Retail inflation eased to 5.91% in March, while food inflation declined to 8.76% on a fall in onion prices
Urban inflation could rise during the lockdown, followed by a correction in CPI inflation
NEW DELHI :
A sharp fall in vegetable prices has led India’s retail inflation to ease from 6.58% in February to a four-month low of 5.91% in March. However, supply shortages due to the 21-day lockdown could push up inflation in the short run, said analysts.
Food inflation declined from 10.81% in February to 8.76% in March because of falling onion prices, shows data released by the National Statistical Office (NSO) on Monday. This was reflected in vegetable inflation softening from 31.61% to 18.63% in the two-month period.
The number gives a false sense of improvement in inflation, given that the real impact of the lockdown will be felt in April as prices of food items have increased quite sharply, said Madan Sabnavis, chief economist at CARE Ratings. “With the lockdown and limited movement of goods because of the absence of labour, trucks, and activity in wholesale markets, there has been a sharp decline in supplies of foodgrain, horticulture, and sugar, which is reflected in high prices in the market.
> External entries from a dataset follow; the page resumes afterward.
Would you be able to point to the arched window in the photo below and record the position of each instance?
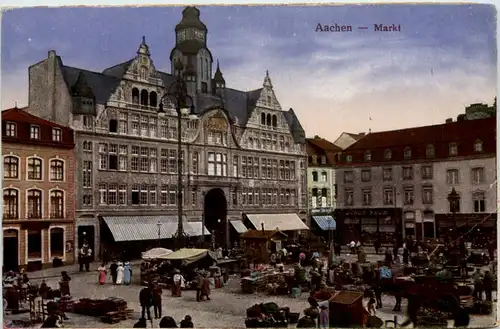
(144, 97)
(135, 96)
(34, 168)
(478, 146)
(153, 99)
(10, 204)
(34, 203)
(430, 151)
(56, 170)
(56, 204)
(10, 167)
(56, 242)
(387, 154)
(407, 153)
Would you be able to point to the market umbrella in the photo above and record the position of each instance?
(156, 253)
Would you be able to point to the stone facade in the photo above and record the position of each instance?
(242, 143)
(37, 179)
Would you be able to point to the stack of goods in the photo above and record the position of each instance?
(110, 310)
(269, 315)
(66, 304)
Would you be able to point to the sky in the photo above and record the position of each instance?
(443, 58)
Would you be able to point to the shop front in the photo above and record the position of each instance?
(475, 228)
(368, 225)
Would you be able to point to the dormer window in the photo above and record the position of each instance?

This can push food inflation towards the 10% mark," said Sabnavis.
“However, core inflation will trend downwards as service prices would not change and those products with maximum retail price would not witness a change in prices even with supplies declining."
Trucks are getting detained, workers needed for producing essential goods are not getting passes, and cold storages are not being allowed to function, home secretary Ajay Bhalla said in a letter to states on 12 April. Prime Minister Narendra Modi is scheduled to address the nation on Tuesday morning in which he is widely expected to extend the lockdown by at least two weeks with concession to certain industries to restart economic activity.
There is a strong likelihood of an uptick in urban retail inflation during the lockdown period, followed by a subsequent resumption of the correction in CPI (Consumer Price Index) inflation as the situation normalises, said Aditi Nayar, principal economist at Icra Ratings.
“Revenue considerations of central and state governments suggest that the fall in crude oil prices is unlikely to transmit to a reduction in retail prices of diesel and petrol in the near-term," she said.
In March, rural inflation at 6.09% stood higher than urban inflation at 5.66% while fuel inflation marginally rose to 6.59% from 6.36% in February.
However, an array of forward-looking indicators by the Reserve Bank of India (RBI), such as household inflation expectations survey and professional forecasters survey, points to a much softer inflation trajectory going ahead. Food prices may soften under the beneficial effects of the record foodgrain and horticulture production, at least till the onset of the usual summer uptick while, the fall in crude prices should work towards easing inflationary pressures, depending on the level of the pass-through to retail prices, RBI said in its monetary policy report. RBI is expected to focus on reviving the economy hit and may further cut policy rates to boost lending through financial institutions. “The expected plunge in economic activity in Q1 FY2021 would remain at the forefront of monetary policy setting in the immediate term, especially given the anticipated sharp fall in the CPI inflation in the second half of FY2021. Accordingly, a further out-of-cycle reduction in the repo rate can’t be ruled out," Nayar said.
The quality of retail inflation data could pose a challenge for policymakers. Restrictions on movement and closure of non-essential business establishments are hampering efforts of investigators who are trying to collect information.